I want to say a couple of words about the committee and then I want to speak very directly to the amendment because there are points to be made.
First, for anyone who is watching, the motion before us by the Liberals calls for a special committee to be struck and then it goes into great length about the details of who will be on it, who will chair it, all those details and so on.
The problem is that we already have a committee that is dealing with that issue and dealing with an NDP motion that passed the House. The committee started meeting on April 22. We have had 10 meetings. We have met for 15 committee hours. We have heard from 16 presenters. So 10 meetings, 15 hours, 16 presenters, and what? Do we throw that away? Will we just say it does not matter, throw that away and call it a practice run?
The Liberal House leader during one of his famous Regina monologues went on to tell us all about how the amendments make everything wonderful. Do not worry. The original motion was kind of stale-dated but the amendments today fix that and make everything relevant. So the Liberals are exactly where they need to be.
Let us have a look at some of these amendments:
that the special committee also take into account any report on prorogation that may be forthcoming from the Standing Committee on Procedure and House Affairs, and provide an analysis of the consequences of the use of prorogation as a device to avoid accountability or to silence voices that may wish to express disagreement with the government;
That is what the committee is doing. The committee is going to be holding hearings. We have heard from 16 experts, some of the leading constitutional lawyers, professors and political scientists in the country, people who are designated as advisers to the Governor General on constitutional matters.
Our plan is at the end of that, we will start writing a report. Will we agree on the report? I doubt it. Is it going to be fascinating to see where we end up? Yes. Is it loaded with all kinds of partisan politics? Yes. Is it important and affects the future of how we operate this place? Yes again.
The amendment does not add anything new. It just duplicates what we have already done. It makes it sound as though there is a process that the Liberals have really thought through.

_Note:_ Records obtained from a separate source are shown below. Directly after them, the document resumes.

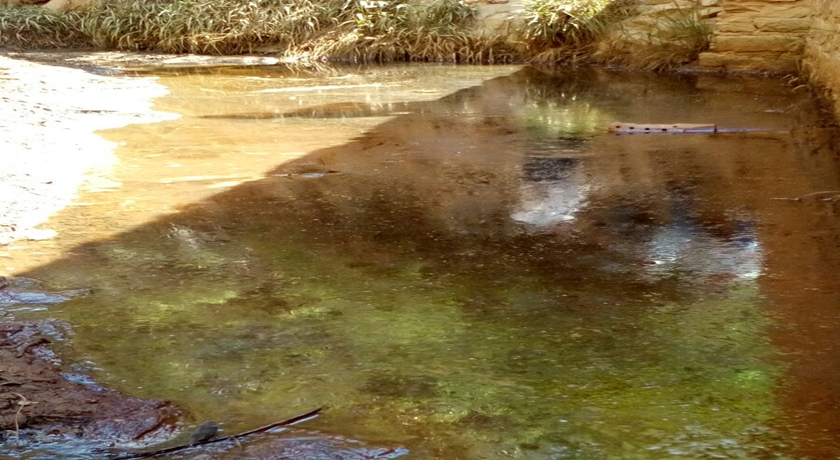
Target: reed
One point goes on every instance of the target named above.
(555, 31)
(35, 27)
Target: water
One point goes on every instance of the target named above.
(462, 262)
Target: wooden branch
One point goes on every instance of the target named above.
(262, 429)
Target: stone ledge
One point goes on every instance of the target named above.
(755, 43)
(755, 62)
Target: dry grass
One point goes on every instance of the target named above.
(555, 31)
(678, 38)
(35, 27)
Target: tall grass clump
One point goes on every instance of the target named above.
(38, 27)
(677, 38)
(209, 26)
(399, 30)
(558, 30)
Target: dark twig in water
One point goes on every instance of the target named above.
(233, 437)
(836, 194)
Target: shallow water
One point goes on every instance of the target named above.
(463, 262)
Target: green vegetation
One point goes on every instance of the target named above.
(551, 32)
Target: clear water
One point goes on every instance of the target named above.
(461, 261)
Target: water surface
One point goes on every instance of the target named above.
(463, 262)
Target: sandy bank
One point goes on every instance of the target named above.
(48, 119)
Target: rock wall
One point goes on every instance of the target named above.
(761, 35)
(822, 48)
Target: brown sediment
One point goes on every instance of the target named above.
(38, 401)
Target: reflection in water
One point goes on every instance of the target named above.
(552, 192)
(487, 276)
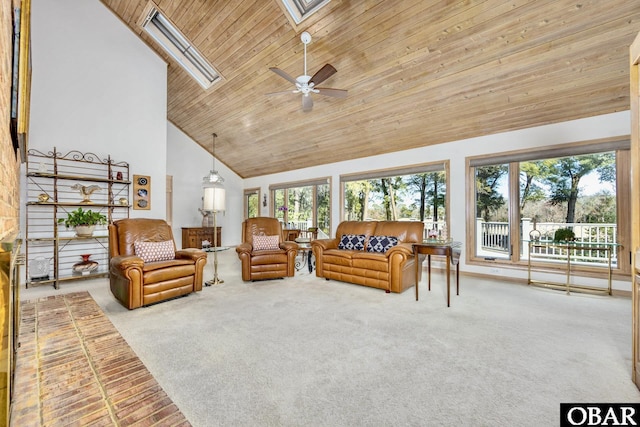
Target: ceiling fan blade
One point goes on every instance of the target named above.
(282, 74)
(323, 74)
(307, 103)
(327, 91)
(281, 92)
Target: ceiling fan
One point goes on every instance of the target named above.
(305, 84)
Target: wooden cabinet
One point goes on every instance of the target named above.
(56, 185)
(192, 237)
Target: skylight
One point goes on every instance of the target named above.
(302, 9)
(180, 48)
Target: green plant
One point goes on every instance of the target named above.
(564, 235)
(82, 217)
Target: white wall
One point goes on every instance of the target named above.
(96, 87)
(615, 124)
(189, 163)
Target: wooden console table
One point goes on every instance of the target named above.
(192, 237)
(451, 250)
(540, 249)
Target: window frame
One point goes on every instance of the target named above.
(619, 144)
(415, 169)
(314, 195)
(246, 193)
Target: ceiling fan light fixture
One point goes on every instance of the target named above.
(306, 84)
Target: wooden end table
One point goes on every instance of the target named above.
(451, 250)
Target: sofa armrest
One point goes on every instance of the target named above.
(325, 244)
(402, 248)
(193, 254)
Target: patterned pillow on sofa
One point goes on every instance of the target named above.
(155, 251)
(266, 243)
(354, 242)
(381, 244)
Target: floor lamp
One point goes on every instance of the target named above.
(214, 201)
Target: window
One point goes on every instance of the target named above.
(302, 205)
(577, 186)
(414, 193)
(179, 47)
(251, 203)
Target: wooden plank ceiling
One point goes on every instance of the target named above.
(418, 72)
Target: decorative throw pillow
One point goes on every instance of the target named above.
(381, 244)
(154, 251)
(354, 242)
(266, 243)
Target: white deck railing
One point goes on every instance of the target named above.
(493, 237)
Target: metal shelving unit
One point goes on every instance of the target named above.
(55, 186)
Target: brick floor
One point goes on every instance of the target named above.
(74, 368)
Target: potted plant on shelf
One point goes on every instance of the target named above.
(83, 221)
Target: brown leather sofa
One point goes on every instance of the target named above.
(273, 263)
(136, 283)
(393, 270)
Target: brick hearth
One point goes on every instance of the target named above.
(74, 368)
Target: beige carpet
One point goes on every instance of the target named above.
(308, 352)
(74, 368)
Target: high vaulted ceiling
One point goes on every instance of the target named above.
(418, 72)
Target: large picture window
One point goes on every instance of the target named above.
(533, 194)
(301, 205)
(414, 193)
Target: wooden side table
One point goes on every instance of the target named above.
(192, 237)
(451, 250)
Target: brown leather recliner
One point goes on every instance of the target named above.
(136, 283)
(268, 263)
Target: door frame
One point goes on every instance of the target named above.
(634, 56)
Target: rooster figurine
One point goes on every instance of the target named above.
(85, 191)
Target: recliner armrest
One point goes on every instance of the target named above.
(244, 248)
(289, 246)
(126, 262)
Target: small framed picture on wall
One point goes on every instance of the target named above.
(141, 192)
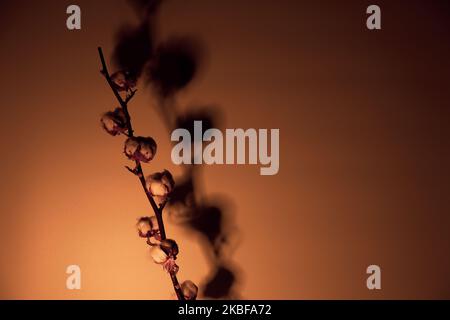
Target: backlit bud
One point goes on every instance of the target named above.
(170, 247)
(114, 122)
(140, 148)
(123, 81)
(160, 184)
(144, 227)
(158, 255)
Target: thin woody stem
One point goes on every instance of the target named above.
(139, 171)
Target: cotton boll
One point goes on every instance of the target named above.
(144, 227)
(189, 290)
(140, 148)
(170, 247)
(114, 122)
(154, 223)
(158, 255)
(131, 146)
(160, 185)
(123, 80)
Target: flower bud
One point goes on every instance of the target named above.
(140, 148)
(160, 184)
(170, 266)
(123, 80)
(114, 122)
(145, 227)
(170, 247)
(158, 255)
(189, 290)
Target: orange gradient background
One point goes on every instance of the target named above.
(364, 150)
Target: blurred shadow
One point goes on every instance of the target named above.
(169, 67)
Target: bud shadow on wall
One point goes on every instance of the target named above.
(168, 67)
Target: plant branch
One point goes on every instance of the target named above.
(138, 171)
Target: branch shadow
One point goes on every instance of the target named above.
(168, 67)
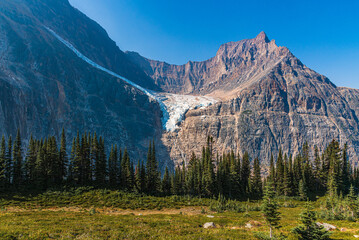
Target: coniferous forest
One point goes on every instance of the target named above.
(46, 164)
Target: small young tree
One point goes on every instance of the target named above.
(302, 190)
(352, 202)
(308, 229)
(270, 208)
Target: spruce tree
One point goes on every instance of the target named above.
(245, 173)
(272, 174)
(2, 163)
(9, 165)
(270, 209)
(30, 164)
(346, 171)
(279, 174)
(17, 160)
(63, 160)
(256, 182)
(166, 183)
(302, 190)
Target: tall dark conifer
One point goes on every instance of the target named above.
(17, 160)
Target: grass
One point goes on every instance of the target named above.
(118, 215)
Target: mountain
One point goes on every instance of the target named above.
(58, 68)
(45, 86)
(268, 99)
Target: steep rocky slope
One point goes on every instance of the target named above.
(270, 100)
(44, 86)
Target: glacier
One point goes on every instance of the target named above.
(173, 106)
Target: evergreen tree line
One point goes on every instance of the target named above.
(46, 164)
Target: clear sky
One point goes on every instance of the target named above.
(324, 35)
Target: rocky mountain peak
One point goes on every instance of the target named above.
(262, 36)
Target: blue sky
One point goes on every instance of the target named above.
(324, 35)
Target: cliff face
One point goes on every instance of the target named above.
(44, 86)
(269, 100)
(263, 98)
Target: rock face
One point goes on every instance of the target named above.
(269, 100)
(44, 86)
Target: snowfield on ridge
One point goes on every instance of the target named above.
(173, 106)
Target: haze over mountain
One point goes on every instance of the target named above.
(260, 97)
(44, 86)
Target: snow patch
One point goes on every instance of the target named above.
(173, 106)
(178, 105)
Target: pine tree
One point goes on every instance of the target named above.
(166, 183)
(208, 176)
(99, 159)
(63, 160)
(279, 174)
(127, 178)
(256, 182)
(72, 163)
(113, 167)
(2, 163)
(17, 161)
(270, 208)
(245, 173)
(41, 173)
(352, 202)
(30, 164)
(303, 195)
(153, 175)
(8, 168)
(286, 178)
(272, 174)
(140, 177)
(346, 172)
(308, 229)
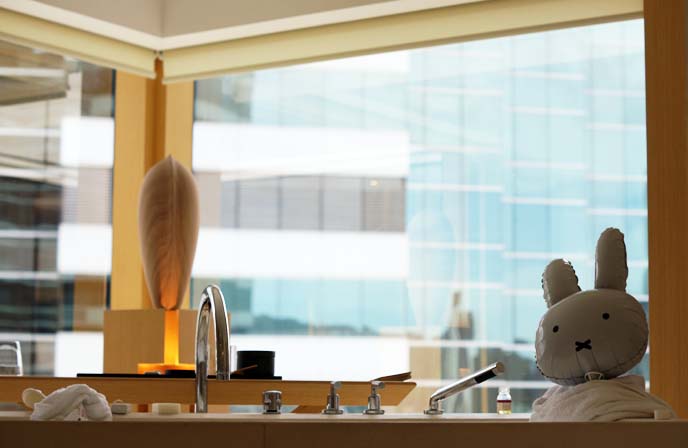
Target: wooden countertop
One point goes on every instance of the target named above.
(182, 390)
(304, 431)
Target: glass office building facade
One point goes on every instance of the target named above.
(400, 208)
(56, 152)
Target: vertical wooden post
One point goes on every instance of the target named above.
(152, 121)
(667, 166)
(134, 142)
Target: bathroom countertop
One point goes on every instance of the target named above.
(345, 431)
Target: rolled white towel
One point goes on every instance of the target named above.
(72, 403)
(611, 400)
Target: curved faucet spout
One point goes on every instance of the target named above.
(212, 304)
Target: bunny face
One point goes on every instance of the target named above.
(603, 330)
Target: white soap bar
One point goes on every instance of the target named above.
(167, 408)
(663, 414)
(120, 408)
(32, 396)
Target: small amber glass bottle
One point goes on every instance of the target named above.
(504, 401)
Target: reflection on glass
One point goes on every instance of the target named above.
(56, 149)
(396, 211)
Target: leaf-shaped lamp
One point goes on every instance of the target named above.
(168, 231)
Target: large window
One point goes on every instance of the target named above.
(56, 151)
(394, 212)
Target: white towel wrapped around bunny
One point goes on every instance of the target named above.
(595, 336)
(75, 402)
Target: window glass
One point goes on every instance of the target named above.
(56, 152)
(399, 208)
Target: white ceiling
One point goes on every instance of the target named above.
(166, 24)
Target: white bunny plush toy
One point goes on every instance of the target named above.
(588, 339)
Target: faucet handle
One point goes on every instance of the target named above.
(332, 407)
(374, 400)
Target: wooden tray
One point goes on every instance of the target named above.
(182, 390)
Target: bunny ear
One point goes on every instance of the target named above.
(611, 270)
(559, 281)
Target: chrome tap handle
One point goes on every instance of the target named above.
(374, 400)
(211, 307)
(464, 383)
(332, 407)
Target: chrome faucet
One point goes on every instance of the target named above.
(212, 304)
(461, 385)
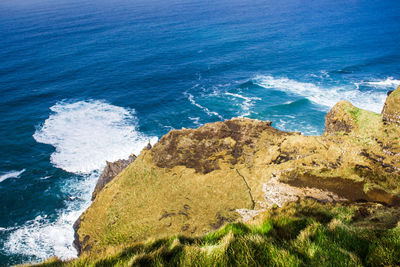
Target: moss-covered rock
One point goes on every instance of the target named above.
(195, 180)
(391, 109)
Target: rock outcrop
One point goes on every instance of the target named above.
(111, 170)
(195, 180)
(391, 109)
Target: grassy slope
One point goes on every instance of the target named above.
(305, 233)
(149, 201)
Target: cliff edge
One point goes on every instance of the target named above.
(196, 180)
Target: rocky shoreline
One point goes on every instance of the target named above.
(195, 180)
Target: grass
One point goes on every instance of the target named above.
(305, 233)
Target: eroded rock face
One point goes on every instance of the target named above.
(111, 170)
(203, 148)
(195, 180)
(391, 109)
(338, 120)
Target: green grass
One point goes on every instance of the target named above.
(305, 233)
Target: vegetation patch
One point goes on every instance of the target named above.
(304, 233)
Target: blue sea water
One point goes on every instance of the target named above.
(85, 81)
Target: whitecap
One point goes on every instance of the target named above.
(11, 174)
(325, 96)
(86, 134)
(247, 103)
(385, 83)
(206, 110)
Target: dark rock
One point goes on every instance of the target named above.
(391, 109)
(111, 170)
(76, 243)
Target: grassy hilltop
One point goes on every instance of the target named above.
(238, 193)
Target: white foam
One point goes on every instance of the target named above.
(11, 174)
(41, 237)
(246, 104)
(385, 83)
(325, 96)
(206, 110)
(196, 120)
(87, 133)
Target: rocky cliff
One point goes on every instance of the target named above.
(196, 180)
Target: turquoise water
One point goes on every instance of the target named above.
(86, 81)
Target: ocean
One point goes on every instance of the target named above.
(86, 81)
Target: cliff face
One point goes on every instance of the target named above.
(195, 180)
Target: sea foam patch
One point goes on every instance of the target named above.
(43, 237)
(385, 83)
(87, 133)
(327, 96)
(11, 174)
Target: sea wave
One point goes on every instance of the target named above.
(11, 174)
(389, 82)
(247, 103)
(85, 135)
(205, 109)
(325, 96)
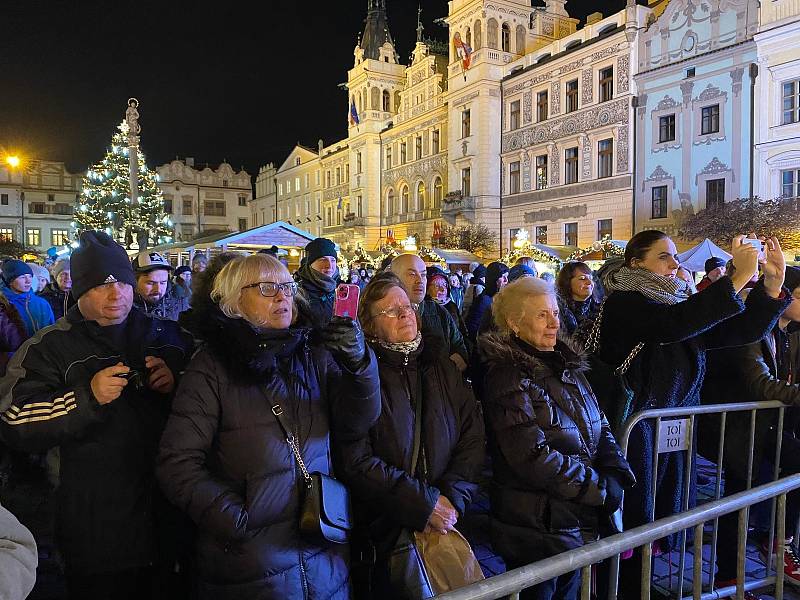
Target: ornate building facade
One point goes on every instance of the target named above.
(205, 200)
(567, 116)
(695, 119)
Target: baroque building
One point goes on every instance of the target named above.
(567, 116)
(695, 119)
(205, 200)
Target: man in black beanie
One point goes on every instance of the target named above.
(317, 278)
(99, 385)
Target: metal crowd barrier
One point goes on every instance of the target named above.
(512, 582)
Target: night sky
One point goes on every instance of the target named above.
(214, 81)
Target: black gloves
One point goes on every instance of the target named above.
(613, 494)
(345, 340)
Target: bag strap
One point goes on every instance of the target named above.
(277, 410)
(593, 343)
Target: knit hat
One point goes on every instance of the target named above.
(318, 248)
(713, 263)
(99, 260)
(792, 280)
(518, 271)
(144, 262)
(14, 268)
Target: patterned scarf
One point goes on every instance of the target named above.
(664, 290)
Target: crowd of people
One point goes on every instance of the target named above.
(194, 409)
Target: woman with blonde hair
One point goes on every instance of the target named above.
(558, 472)
(224, 457)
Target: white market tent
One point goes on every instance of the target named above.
(695, 258)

It drives us crazy when the Liberals will not admit when they have screwed up. They have to dig themselves further and further into a hole. They leave the impression that the committee can do its work and then they will take the report, and will do what? Real committee work? Will they somehow do the finished product? It does not make any sense at all. One need not to have been here for too many years or to know much about politics to figure out that it does not make a whole lot of sense to start up a special committee to do work that is already being done by a committee.
These amendments are an attempt to make the official opposition look fresh and to make it look relevant and it is not.
A colleague from another party mentioned something interesting to me so I do not take ownership of this, but on that side of the House there is a fake lake, and on this side of the House there is a fake motion. Really, what we are dealing with here is a fake motion that does not mean anything.
If the Liberal members want to rant against the government regarding prorogation, okay. If that is their political priority, I do not quite get it, but that is fine. They have that right. But why not do something imaginative, come up with something relevant, something that furthers the issue?